When Congress returned to Washington, D.C., last week after more than 50 days of summer vacation, the Brady Campaign to Prevent Gun Violence was waiting for the lawmakers with a shocking number.
While House and Senate members were away, 4,500 Americans were shot to death. Some were children; most were adults.
Brady Campaign officials are right to let lawmakers know the outcome of their inaction on legislation to curb gun violence. The gun industry has stalled measures in Washington and worked to get many states to liberalize weapons laws, including in Missouri (see the As I See It column on this page).
Unfortunately, Congress will have only four weeks in session before the November election to try to pass any meaningful reforms, which means it likely will have wait until debate in the 2017 session.
This has been a brutal, bloody year in many of America’s big cities, and Kansas City is among them.
As of Friday, Kansas City had recorded 79 homicides, which was way ahead of the 64 by this time last year, 54 by the same date in 2014, 70 in 2013 and 71 in 2012.
City officials in 2014 were proud that anti-violence efforts held homicide totals for that year to 82 instead of the usual count of 100 or more slayings. But last year, the number went back up to 111 and could even top that by year’s end.

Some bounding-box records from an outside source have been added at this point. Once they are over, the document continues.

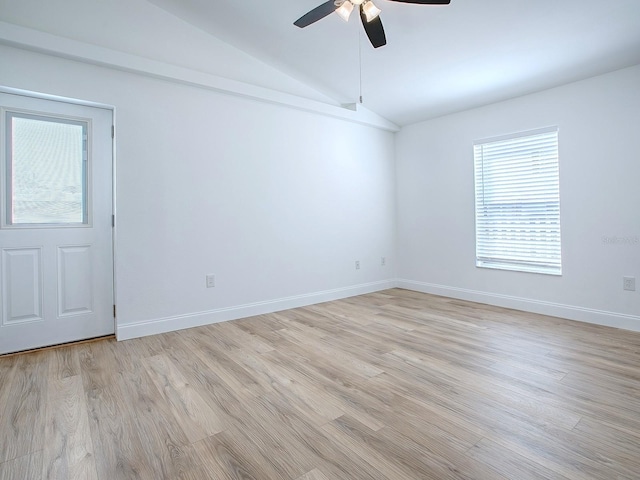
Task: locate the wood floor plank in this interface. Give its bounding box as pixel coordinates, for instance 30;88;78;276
0;351;51;463
143;355;225;443
0;450;42;480
42;376;98;480
296;468;329;480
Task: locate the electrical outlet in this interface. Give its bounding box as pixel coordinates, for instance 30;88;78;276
622;277;636;292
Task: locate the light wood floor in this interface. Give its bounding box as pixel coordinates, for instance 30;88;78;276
0;289;640;480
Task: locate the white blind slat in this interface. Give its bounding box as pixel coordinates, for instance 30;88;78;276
473;128;562;275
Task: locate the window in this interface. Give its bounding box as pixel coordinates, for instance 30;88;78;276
5;112;88;226
473;127;562;275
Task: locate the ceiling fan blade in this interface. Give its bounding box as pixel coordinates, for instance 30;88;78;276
360;5;387;48
293;0;338;28
389;0;451;5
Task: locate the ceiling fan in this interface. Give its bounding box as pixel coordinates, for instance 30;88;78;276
293;0;451;48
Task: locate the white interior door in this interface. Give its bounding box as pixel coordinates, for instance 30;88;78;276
0;93;114;354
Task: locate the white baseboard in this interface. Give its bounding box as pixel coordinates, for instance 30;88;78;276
396;279;640;332
116;280;396;340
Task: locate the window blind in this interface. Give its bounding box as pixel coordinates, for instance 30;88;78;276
473;127;562;275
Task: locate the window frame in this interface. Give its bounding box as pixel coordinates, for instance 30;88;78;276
473;126;562;276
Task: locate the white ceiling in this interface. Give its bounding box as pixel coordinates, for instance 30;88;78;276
145;0;640;125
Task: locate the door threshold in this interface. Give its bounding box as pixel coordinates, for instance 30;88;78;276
0;334;116;358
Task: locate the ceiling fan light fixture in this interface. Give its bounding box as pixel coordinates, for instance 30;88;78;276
362;0;382;22
336;0;353;22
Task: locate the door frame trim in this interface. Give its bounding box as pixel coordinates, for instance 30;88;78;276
0;85;118;339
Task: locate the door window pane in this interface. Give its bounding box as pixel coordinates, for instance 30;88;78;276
6;112;88;225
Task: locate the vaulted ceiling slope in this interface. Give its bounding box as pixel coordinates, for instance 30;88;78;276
0;0;640;126
149;0;640;125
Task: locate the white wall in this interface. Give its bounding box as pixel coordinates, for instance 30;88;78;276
0;46;395;338
396;66;640;330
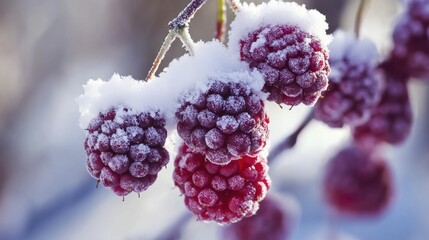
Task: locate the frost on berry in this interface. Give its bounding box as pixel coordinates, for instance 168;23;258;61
323;147;393;216
240;25;330;106
173;144;271;224
176;81;269;164
353;61;413;149
315;30;383;127
84;106;169;196
391;0;429;81
223;195;291;240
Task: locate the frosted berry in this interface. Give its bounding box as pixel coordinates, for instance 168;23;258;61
176;81;269;164
173;144;271;224
85;107;169;196
315;31;383;127
223;195;291;240
240;25;330;106
353;61;413;149
323;147;393;216
391;0;429;81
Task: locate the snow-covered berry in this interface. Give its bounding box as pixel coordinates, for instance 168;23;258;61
173;144;271;224
84;106;169;196
228;0;331;106
352;61;413;149
315;30;383;127
240;25;329;106
176;80;269;164
391;0;429;81
223;194;293;240
323;147;393;216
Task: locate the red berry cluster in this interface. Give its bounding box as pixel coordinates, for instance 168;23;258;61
84;106;169;196
173;144;271;224
176;81;269;165
314;34;383;127
240;25;330;106
353;61;413;149
323;147;392;216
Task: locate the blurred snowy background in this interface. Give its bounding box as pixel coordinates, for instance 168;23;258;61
0;0;429;240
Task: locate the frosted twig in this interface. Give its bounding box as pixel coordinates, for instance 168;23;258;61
177;27;194;55
168;0;207;30
215;0;226;42
155;211;192;240
146;0;207;81
268;110;314;164
354;0;368;38
146;31;177;81
227;0;240;13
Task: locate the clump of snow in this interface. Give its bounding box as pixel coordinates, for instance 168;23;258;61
328;30;379;66
228;0;332;52
77;41;265;129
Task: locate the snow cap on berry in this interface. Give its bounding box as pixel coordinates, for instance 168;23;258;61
159;41;266;114
228;0;332;53
77;41;264;129
328;30;380;67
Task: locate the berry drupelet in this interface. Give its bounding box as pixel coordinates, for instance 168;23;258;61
176;81;269;164
84;106;169;196
173;144;271;224
240;25;330;106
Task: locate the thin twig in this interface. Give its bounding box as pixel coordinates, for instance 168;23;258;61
177;27;194;55
215;0;226;42
354;0;368;38
146;0;207;81
155;211;192;240
227;0;241;13
168;0;207;30
268;110;314;164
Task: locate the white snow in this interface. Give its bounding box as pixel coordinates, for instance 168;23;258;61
328;30;379;66
228;0;332;56
77;41;266;129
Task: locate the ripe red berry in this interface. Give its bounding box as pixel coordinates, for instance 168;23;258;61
240;25;330;106
176;81;269;164
173;144;271;224
392;0;429;81
315;31;383;127
323;147;393;216
353;61;413;149
223;195;292;240
85;107;169;196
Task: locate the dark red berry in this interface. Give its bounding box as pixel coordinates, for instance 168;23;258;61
323;147;393;216
176;81;269;164
353;62;413;149
173;144;271;224
85;107;169;196
240;25;330;106
314;32;383;127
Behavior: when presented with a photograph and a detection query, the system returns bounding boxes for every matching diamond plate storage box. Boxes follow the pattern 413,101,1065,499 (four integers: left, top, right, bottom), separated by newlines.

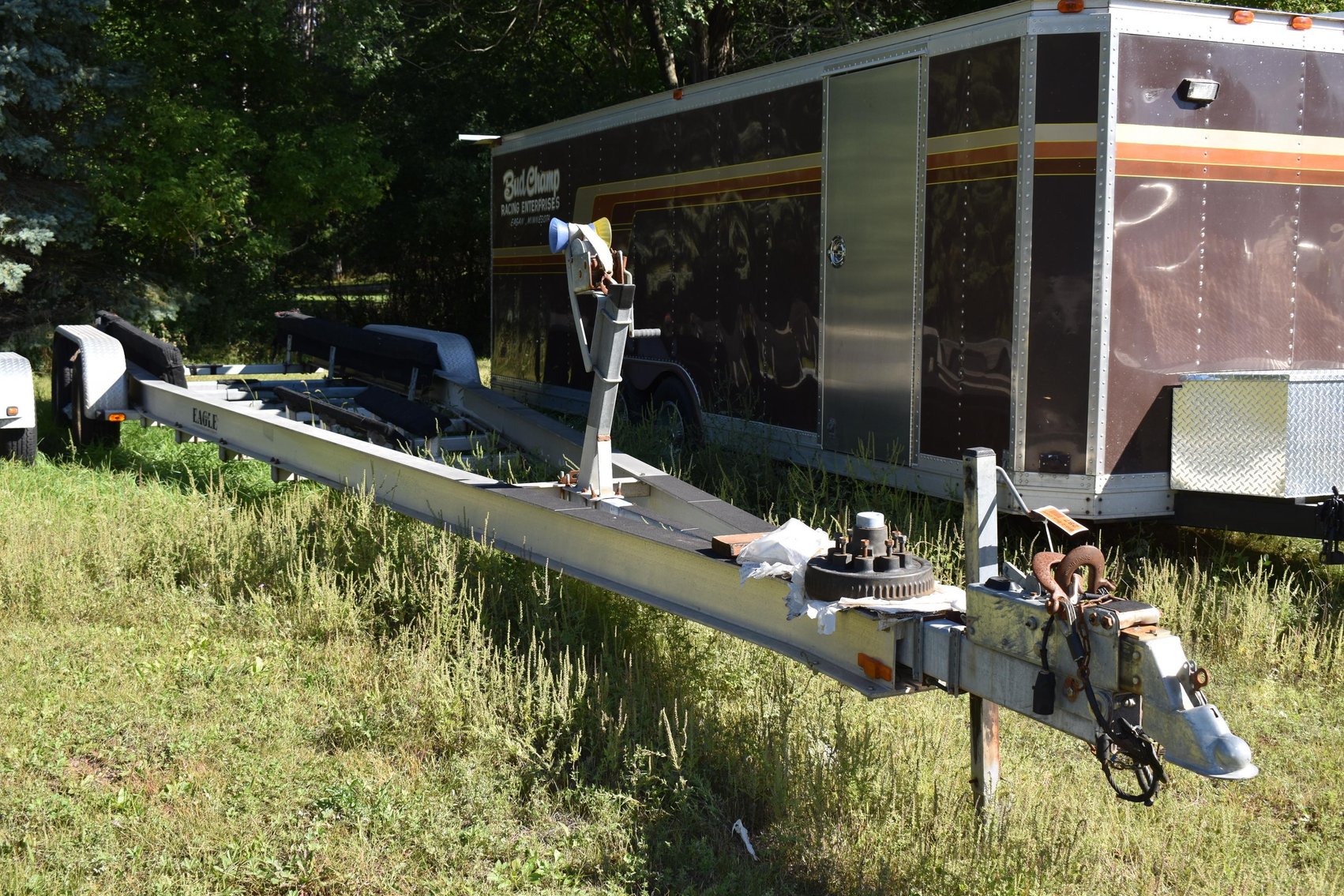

1172,371,1344,498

Police, prosecutors and city officials must find better solutions to the homicide problem. Guns were used in 70 of the attacks in Kansas City, and they are far too easy to get. Guns are behind killings in many of America’s other big cities, too.
Chicago’s homicide total for this year topped 500 over the Labor Day weekend. That city has suffered more slayings so far in 2016 than New York and Los Angeles combined. It’s very likely Chicago’s homicide total will be more than 600 — the first time since 2003.
The Brady Campaign doesn’t want lawmakers to surrender to their fear of the National Rifle Association and other gun lobbyists. Instead, Congress should act progressively to keep more people from dying from gun violence.
Arresting the gun problem with meaningful legislation has to become part of the presidential debate. It has to be addressed by candidates running for House, Senate and statehouse seats.
Fortunately groups such as the Brady Campaign haven’t given up. Its campaign is for more Americans to live and for gun violence to fade into the country’s past.